In all cases in our publication, each description was accompanied by GenBank accession numbers of the 18S sequences, which allows full subsequent comparisons of new and existing sequence data to our sequence data. The text “see above” in the Diagnosis sections of the descriptions refers to the results sections of the paper, where the species differentiations were described and stated in words. The genetic distances were linked to defined characters, the 18S sequences. The interspecific genetic distances of the 18S sequences for each novel species that delimit them from other species are stated in the sections “Novel Babesia species”, “Novel Hepatozoon species”, “Novel Theileria species” and “Genetic distance estimates”, where we also refer to summaries of the BLAST results and pairwise genetic distances in Table 5, Additional file 2 and Additional file 4 [1].

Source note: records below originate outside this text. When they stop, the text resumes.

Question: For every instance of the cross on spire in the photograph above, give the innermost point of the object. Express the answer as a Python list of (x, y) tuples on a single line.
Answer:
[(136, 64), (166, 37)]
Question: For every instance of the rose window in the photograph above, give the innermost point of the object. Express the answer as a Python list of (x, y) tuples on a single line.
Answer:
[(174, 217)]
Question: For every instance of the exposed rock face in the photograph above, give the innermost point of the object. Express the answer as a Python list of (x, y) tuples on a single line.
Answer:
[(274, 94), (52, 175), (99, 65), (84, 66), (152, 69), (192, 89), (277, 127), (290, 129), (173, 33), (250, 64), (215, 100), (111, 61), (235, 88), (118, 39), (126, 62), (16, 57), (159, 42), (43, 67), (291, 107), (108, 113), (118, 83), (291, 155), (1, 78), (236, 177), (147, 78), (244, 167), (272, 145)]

At present, there is no standardised format among scientific journals for sequence data descriptions in articles that describe novel species. In the study by Jorger & Schrodl [7], novel species descriptions were accompanied with tables of the nucleotide compositions of the reference DNA sequences, which is not a unique feature of a species, hence GenBank accession numbers of the reference sequences were cited. The nucleotide positions and the genetic distances to other described species are what make the sequences unique. The review by Cook et al. [6] provided a different example of a DNA-sequence-data-only description, with the nucleotide polymorphisms outlined. We have applied this approach to our sequences in Additional file 1: Figure S1 to illustrate why this format was unsuitable for our multiple long sequences, and would also be unsuitable for large datasets (especially genomes). Providing the accession number for the sequences in GenBank and a description of the genetic distances was more concise in our case, and DNA sequences deposited in GenBank convey the same information as sequences in the text of a paper and are freely accessible.

In all cases, we also deposited the type-material (bisected ticks and DNA extracts derived from the other half of the tick) in recognised museum collections at the Australian Centre for Wildlife Genomics at the Australian Museum, the Queensland Museum and the Tasmanian Museum and Art Gallery for future reference.